Die kapitalistische Marktwirtschaft wird in zwei Abschnitten erfasst: Die Zeit von ca. 1780 bis 1880 v.Chr. am Beispiel des Manchesterkapitalismus mit der ersten industriellen Revolution und dem Fabrikwesen als das „Englische Jahrhundert“; die Zeit von 1880 bis heute am Beispiel der USA gekennzeichnet durch Taylorismus und Fordismus , durch Massenkonsum und den Aufstieg der arbeitenden Bevölkerung. Diese exemplarische Darstellung wird verständlich begründet, führt aber dazu, dass Deutschland als die führende Industrienation nach England und den USA in dieser Zeit in der Matrix kaum eine Rolle spielt. Das Wechselspiel von Revolution und Restauration, zwischen Frieden und Krieg, das zwischen 1830 und 1950 die Entwicklung der Arbeiterklasse und der Arbeitsgesellschaft bestimmt, fehlt fast völlig. Damit wird auch ausgeblendet, dass gerade der Beginn der kapitalistischen Produktionsweise, trotz der Produktivitätsexplosion, die bis dahin schlimmsten Kriege und Katastrophen hervorgebracht hat. Sie lassen sich nicht nur mit Verteilungskämpfen um den dank der industriellen Revolution größeren, aber immer noch knappen Überfluss erklären. Gerade diese Zeit legt andere Triebkräfte menschlichen Handelns offen, die unabhängig sind vom Stand der Produktivitätsentfaltung.
Ein zu enger Begriff der Arbeit
Arbeit wird definiert als „zielgerichtete menschliche Tätigkeit zu Bereitstellung der Lebensmittel oder Befriedigung der menschlichen Bedürfnisse“ (Bd. 1, S. 41), als „notwendige gemeinschaftliche Tätigkeit, mit dem Ziel, das Leben zu erhalten und über das Nötigste hinausgehende Bedürfnisse zu befriedigen“ (Bd. 1, S. 47). Gebraucht wird der Arbeitsbegriff aber technisch-instrumentell verengt, weil er menschliche Arbeit nur als erstes Glied einer Technikkette behandelt.
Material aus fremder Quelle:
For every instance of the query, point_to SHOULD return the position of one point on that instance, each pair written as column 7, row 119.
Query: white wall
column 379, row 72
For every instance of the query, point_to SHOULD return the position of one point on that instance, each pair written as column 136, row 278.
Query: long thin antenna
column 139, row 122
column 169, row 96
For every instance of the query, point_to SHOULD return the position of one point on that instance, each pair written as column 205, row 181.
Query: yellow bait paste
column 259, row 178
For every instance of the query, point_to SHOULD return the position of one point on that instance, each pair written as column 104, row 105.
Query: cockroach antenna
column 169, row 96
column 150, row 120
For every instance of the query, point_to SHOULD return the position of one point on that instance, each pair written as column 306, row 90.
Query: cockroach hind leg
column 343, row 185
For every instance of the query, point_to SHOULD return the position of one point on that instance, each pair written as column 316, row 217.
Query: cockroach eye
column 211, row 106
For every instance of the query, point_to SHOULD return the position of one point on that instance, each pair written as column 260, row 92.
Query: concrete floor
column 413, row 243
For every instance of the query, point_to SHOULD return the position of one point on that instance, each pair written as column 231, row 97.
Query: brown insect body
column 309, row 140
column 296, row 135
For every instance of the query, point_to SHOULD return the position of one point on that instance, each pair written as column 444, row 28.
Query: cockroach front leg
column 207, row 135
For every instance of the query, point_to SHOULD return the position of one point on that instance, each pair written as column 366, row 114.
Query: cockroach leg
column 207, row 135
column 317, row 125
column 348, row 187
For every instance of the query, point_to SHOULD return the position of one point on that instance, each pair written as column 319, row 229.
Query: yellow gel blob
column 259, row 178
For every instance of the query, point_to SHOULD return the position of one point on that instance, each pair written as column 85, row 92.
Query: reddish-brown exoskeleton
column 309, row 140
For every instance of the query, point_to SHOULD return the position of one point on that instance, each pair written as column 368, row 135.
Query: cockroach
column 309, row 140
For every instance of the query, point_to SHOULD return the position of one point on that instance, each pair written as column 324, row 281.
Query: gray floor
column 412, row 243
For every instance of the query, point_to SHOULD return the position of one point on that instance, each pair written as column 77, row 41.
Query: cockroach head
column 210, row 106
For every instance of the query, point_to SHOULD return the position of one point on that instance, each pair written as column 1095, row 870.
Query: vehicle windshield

Deshalb finden wir in der Matrix eine Fülle von Daten und Fakten über alle Epochen hinweg – über die Zahl der Menschen, die in einer Epoche geboren wurden, über Tätigkeiten und Zeitbudgets, über Werkzeuge und Techniken zur Hand- und Kopfarbeit –, aber fast nichts darüber, wie sich gesellschaftliches Leben abgespielt haben mag, sehr wenig über Religion und Kultur, über Feiern und Feste, die neben der Mühsal und Plage in allen Epochen auch in Wechselwirkung zur Arbeit standen.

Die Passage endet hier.